IDEA #42. Read from cover to cover a magazine about a sport you don’t know anything about.
Magazines about specific sports abound, and the chances of finding one in a library—or at a bookstore—are great; consider just the number of magazines devoted to sailing, or automobile racing, or mountain biking, or surfing.
Like any publication about whose subject one knows little, sporting magazines at first seem to be written in some alien language. The visual images may be accessible, but the nouns and verbs refer to unknown activities and obscure performers. It is often the advertisements that provide the first keys to understanding, a reference here illuminating the gist of an article there. In time one begins to understand some of the key values of the sport as well as some of the issues of the moment, and a careful reading can be enough to make even a complete novice feel at least a bit like a real fan, although a few sports—like cricket—are so esoteric in their nomenclature and terminology that they defy easy comprehension just from reading.
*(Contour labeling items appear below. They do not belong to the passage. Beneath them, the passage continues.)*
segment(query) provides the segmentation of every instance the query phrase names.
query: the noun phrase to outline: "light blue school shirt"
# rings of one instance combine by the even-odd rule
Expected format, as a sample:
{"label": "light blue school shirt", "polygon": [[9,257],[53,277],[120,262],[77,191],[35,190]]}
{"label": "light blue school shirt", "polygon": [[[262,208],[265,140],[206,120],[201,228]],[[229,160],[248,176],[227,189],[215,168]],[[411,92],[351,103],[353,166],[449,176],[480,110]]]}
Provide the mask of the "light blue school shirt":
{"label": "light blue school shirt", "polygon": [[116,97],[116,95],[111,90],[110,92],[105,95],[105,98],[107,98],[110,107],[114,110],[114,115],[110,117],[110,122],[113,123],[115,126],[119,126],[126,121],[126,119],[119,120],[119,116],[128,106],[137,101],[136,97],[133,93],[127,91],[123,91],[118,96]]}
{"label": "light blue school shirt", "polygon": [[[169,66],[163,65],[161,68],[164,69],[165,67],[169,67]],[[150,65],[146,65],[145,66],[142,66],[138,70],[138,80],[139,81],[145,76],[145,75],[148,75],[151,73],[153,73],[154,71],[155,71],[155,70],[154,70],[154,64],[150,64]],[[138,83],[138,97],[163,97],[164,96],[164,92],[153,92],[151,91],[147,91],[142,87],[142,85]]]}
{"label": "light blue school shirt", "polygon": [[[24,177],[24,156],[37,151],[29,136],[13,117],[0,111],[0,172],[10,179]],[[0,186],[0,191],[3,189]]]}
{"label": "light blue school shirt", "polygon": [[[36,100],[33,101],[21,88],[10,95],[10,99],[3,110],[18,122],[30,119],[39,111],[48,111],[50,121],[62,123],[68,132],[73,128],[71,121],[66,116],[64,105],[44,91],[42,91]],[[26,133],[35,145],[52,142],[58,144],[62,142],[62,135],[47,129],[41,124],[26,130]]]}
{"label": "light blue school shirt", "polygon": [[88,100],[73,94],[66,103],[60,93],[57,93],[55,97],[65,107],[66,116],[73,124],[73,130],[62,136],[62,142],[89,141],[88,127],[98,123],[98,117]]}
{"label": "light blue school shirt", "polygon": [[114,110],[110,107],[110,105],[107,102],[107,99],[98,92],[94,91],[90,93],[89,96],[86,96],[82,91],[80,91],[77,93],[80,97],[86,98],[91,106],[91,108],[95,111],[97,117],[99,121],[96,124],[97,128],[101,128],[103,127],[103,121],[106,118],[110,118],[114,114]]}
It should be noted that some cable television plans include access to channels devoted to rarefied or uniquely cultural sports; an afternoon watching (for example) rugby, windsurfing, or some form of equestrian sport can be pretty engaging, as well.
Perhaps the magazine will inspire further investigation, even a trip to an event (see IDEA #33). No doubt there are surfers from Iowa who first learned about the sport from a magazine, and their example should not be taken lightly.